Sharkey v Wernher - was Parliament misled?
28 February 2011
I was dissatisfied with the February response as it did not address the question (or deliberately side-stepped it). So, through my local MP, I made a further complaint in March 2010.
In June 2010, I received a letter from my MP advising me that my complaint had been dealt with. As I had not received anything from the Treasury, I enquired as to how the matter had been dealt with. It transpired that the alleged response to my March 2010 complaint was the February 2010 about which my March 2010 letter was complaining. I was getting the feeling that the Treasury were trying to avoid addressing the matter. So I pressed them further.

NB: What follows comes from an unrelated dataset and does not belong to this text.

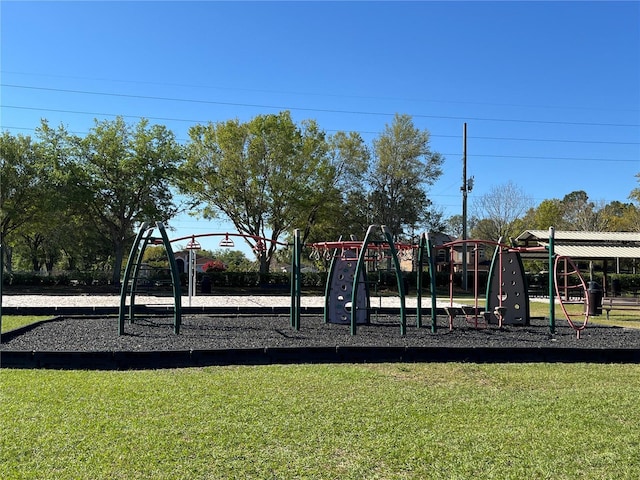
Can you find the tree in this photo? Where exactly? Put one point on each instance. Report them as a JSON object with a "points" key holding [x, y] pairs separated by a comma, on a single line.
{"points": [[548, 213], [345, 211], [500, 212], [622, 217], [404, 165], [23, 186], [267, 175], [580, 214], [122, 177]]}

In October 2010, I received a letter via my MP from the Permanent Secretary at the Treasury. He claimed that if Parliament was given the wrong information, it was at least "not materially misled". Personally, I am not sure whether that was an admission that Parliament was misled to a lesser extent. However, once again, the justifications did not stack up when looked at with the facts. So I pressed again.
No response by 28 February 2011, despite a chaser letter earlier in the month.
5 February 2010
The Treasury has responded to me. They say that Parliament was not misled. However, they fail to explain why the Minister claimed (wrongly) that the rules had been requested by trade associations and the legal and accountancy professions. See http://www.publications.parliament.uk/pa/cm200708/cmpublic/finance/080520/am/80520s04.htm, column 311.
13 January 2010
A brief background: I am concerned that Parliament was misled during the committee stages of the Finance Act 2008 when the rule in Sharkey v Wernher was legislated.
Eventually, I made a formal complaint on 22 February 2009. That and a chaser in March were ignored. In April 2009, I asked the Treasury (under the Freedom of Information Act) how many other such complaints have been ignored. That request at least generated a response: I was told that my 22 February letter would be responded to "shortly".
Well today, I have been given an assurance that the response will be with me by 5 February 2010 - a mere 49 weeks after my complaint was made.